Bone broth, round 2. I roasted my 2 pounds of marrow bones in the oven at 350 degrees for 30 minutes. Then I added them to my crock pot along with some chopped carrots and onions. (I didn’t use celery, I really despise celery and don’t see that it has any redeeming qualities. Any culinary professionals, feel free to try and convince me I am wrong). I tossed in a couple tablespoons of vinegar and pinch of rosemary and thyme. No garlic this time. I put the crock pot right under the kitchen window, opened the window wide, programed the cooker for 24hrs on low, and crossed my fingers. The next morning there was a faintly unpleasant smell in the air, but it was not overwhelming. Thank God for windows. I got up the courage to open the crock pot and smelled what I had created. It definitely wasn’t what I would call a pleasant smell, but it wasn’t terrible either. At the very least I didn’t gag. I strained out all the solid gunk and tossed it outside for the dog. The dog wonders why he gets two birthdays in one month. I might need to get a second dog. Paleo eating is definitely generating more meat scraps than my little 35 pound Shiba can keep up with. In any case, after removing all the solid stuff, the smell of the remaining broth although still not pleasant, is at least very faint. This was definitely not something that I was going to warm in a mug for breakfast, but I decided I would attempt to make it into a stew. I used a recipe I’ve used many times before because I know how it comes out and know that I like it a lot. It would be easy to tell how the bone broth affected it one way or the other. And let me just say, the stew turned out amazing! It was so rich and flavorful, far better than any of the times I had made it in the past with store bought broth. And it didn’t have even a trace of the unpleasant character of the original bone broth. And so, for any of you wondering about making a bone broth, or for those of you who like me have tried and thought that the result couldn’t possibly be anything edible, I tell you there is hope. It works, and it can be made into something super tasty.
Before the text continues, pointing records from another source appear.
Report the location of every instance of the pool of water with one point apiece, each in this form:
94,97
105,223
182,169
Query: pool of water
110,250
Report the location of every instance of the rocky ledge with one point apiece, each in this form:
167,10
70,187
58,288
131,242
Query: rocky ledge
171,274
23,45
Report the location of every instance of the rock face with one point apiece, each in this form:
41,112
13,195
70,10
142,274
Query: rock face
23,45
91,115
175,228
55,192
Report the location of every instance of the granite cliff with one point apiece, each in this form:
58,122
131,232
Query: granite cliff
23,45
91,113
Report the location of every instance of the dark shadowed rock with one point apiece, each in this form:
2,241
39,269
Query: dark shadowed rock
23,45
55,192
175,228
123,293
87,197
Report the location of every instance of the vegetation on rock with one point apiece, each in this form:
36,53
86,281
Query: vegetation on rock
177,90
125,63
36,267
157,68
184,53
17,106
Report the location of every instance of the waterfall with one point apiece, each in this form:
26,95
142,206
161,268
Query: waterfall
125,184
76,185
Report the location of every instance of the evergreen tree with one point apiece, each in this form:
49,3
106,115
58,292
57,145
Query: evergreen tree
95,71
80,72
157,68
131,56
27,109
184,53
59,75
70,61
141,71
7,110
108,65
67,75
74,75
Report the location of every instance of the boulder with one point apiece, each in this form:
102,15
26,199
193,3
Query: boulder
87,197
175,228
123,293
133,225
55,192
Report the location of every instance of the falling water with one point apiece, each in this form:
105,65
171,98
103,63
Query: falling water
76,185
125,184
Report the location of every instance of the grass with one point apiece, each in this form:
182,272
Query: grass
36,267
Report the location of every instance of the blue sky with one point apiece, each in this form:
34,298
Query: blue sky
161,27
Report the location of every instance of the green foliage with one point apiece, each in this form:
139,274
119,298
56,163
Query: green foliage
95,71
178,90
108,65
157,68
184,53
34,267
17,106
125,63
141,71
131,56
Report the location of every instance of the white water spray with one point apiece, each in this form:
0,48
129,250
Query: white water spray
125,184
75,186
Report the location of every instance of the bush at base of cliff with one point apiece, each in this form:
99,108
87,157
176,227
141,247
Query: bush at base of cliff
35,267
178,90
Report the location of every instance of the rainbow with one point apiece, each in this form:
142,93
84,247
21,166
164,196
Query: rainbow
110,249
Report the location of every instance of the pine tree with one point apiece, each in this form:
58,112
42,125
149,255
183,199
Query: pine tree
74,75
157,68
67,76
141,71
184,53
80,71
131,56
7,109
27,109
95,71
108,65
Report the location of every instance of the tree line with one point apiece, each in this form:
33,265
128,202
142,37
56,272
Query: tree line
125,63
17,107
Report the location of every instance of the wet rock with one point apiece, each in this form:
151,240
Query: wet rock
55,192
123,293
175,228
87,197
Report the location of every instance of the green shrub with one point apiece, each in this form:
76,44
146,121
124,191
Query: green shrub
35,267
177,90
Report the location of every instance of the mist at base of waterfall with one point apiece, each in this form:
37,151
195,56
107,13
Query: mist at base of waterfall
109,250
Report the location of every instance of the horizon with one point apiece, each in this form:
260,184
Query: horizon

I still don’t think I will be able to drink the stuff straight anytime soon, but I am looking forward to a winter filled with soups and stews on the menu a couple of times a week.
I would love to hear any tips, advice or comments on different/better ways to do a bone broth from any professional cooks or other foodies out there. Maybe I am still missing something that would make the cup of broth palatable?